Presumed consent is not in alignment with American legal principles: Generally, laws in our country are built heavily on the core concepts of individual rights and liberties. Presumed consent may be contrary to these fundamental legal principles.

– Donate Life Colorado (linked above)

Fundamental, they say. Legal, they say. Principles, they say. There were also some other words in there.

Sounds pretty reasonable to me.

You don’t have to be pro-abortion to be pro-choice.

You can still care about babies while respecting the importance of bodily autonomy. In fact, I think you should probably care about babies no matter what.

Yes. I said it: I’m pro-baby, even when they’re generated by A.I.

Your scientists were so preoccupied with whether they could, they didn’t stop to think if they should.

Pro-life doesn’t mean anti-choice. That’s what Ohio told us last night. The people — who are, again, deeply religious, outside of the Salsa Slasher and the Minivan Molester — were confronted with a simple question. They answered that they value women’s ability to make decisions about their own bodies.

That was the correct decision from a societal standpoint, full stop. You cannot force me to donate an organ, and you cannot force women to donate theirs to another being.
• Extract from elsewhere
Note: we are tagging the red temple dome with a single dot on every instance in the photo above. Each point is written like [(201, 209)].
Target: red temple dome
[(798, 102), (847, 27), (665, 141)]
You can recognize that right without supporting abortion. It requires nuance, which Americans are terrible at. But if you’ve made it this far, I trust that you can understand that there’s a middle ground.

If you are against abortion, you can support adoption charities. You can support access to birth control, or welfare programs; if you don’t like those things, you can support mutual aid. Give people viable options and support them as they raise their children. Be pro-life.

I have many friends that do this. They are great people, and they put more energy into this than I’ve put into anything (including the energy I just spent trying to get DALL-E to create a photo of a mouse with human hands smoking a joint while tapdancing on the moon).

No, dammit, the MOUSE should HAVE human hands, and it should be ON the moon, and the joint needs to be IN his CUTE LITTLE MOUTH.

My friends have found a way to fight for what they believe within a shared society, which has ethical structures that conflict with their moral convictions. I want everyone to do that. Every Christian, Muslim, atheist, and theological noncognitivist out there.

So to be clear, if you are against abortion, I have a place for you at my table. Your belief does not make me love you any less or differently. I respect people with principles, even when I don’t share the same principles. That’s what a society is.

And last night, my “side” didn’t “win,” and your “side” didn’t “lose.” Democracy simply spoke. It said that fighting against bodily autonomy is the wrong path.